His first substantial vote was for a package of public employees' benefit changes signed into law by Gov. Christie requiring all government workers to contribute to their health-care costs. It also banned future part-timers from receiving pensions.

He withheld his vote from the $28 billion state budget in June, protesting that Christie had skipped a $3 billion contribution to the pension system while asking public workers to make sacrifices.

He has also sponsored a bill with Sen. James Beach (D., Camden) that falls into Christie's tool kit of property-tax fixes. It aims to save money by directing county clerks to send only one sample ballot to each residence address where a registered voter lives, instead of one for each voter.

Norcross said that Christie's reform package included useful "tools," but that he did not want to hamstring local officials with rules that give them no flexibility to address property taxes. He supports requiring raises awarded through arbitration to police and fire employees to stay in line with cost-of-living increases - Christie is pushing the Legislature to cap the raises at 2 percent - and wants to see the civil service system modernized.

Echoing Christie, Trout said the Legislature was acting too slowly on the tool kit.

The Woodbury councilman told of his personal struggles with New Jersey's high property taxes, saying he was unsure he could afford to stay in his home when his wife died 21/2 years ago and the family lost her income.

He wants to reduce the size of government, reining in free-spending independent authorities.
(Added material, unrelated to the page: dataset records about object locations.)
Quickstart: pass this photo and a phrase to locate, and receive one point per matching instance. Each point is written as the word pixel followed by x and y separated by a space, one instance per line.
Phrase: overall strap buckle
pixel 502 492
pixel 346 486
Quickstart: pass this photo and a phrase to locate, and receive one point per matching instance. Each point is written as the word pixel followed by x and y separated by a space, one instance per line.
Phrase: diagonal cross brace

He says he would also eliminate local school districts and create county-run districts in their place to lower education costs, which account for the bulk of property-tax bills.

"I know it's politically unpopular, but if we don't change how the system is being run, we're going to price ourselves out of the state," Trout said.

Norcross emphasized his support for economic development along the Camden waterfront and infrastructure improvements to I-295 going through the county.

Norcross already has riled his union base, particularly after sponsoring a bill passed by the Senate and awaiting action in the Assembly that would require public employees of New Jersey to live in state.

"That did not endear me to a lot of public employee unions, but I wasn't elected here by simply the union members of my district; I'm elected by all the people of my districts who voted," Norcross said.

At least five bills that list Norcross as primary sponsor in the Senate have been signed into law, including a measure authorizing the director of a county freeholder board to veto proposed actions of county authorities.

Another law he sponsored extended the time period during which fire departments can hire certain laid-off firefighters.

One bill Norcross would like the Legislature to move on is a package of ethics rules that would, among other things, end distribution of free E-ZPass transponders, limit travel, and impose a two-year revolving-door ban on public employees at all levels of government.

He stressed his political independence, saying that he was "very close" with brother George - considered the unofficial leader of the Camden County Democrats with statewide influence - but that they live separate lives.

"I'm very comfortable with what I do, and I don't think anybody . . . - anybody who even has a level of knowledge of who I am - doesn't think I'm my own man," he said.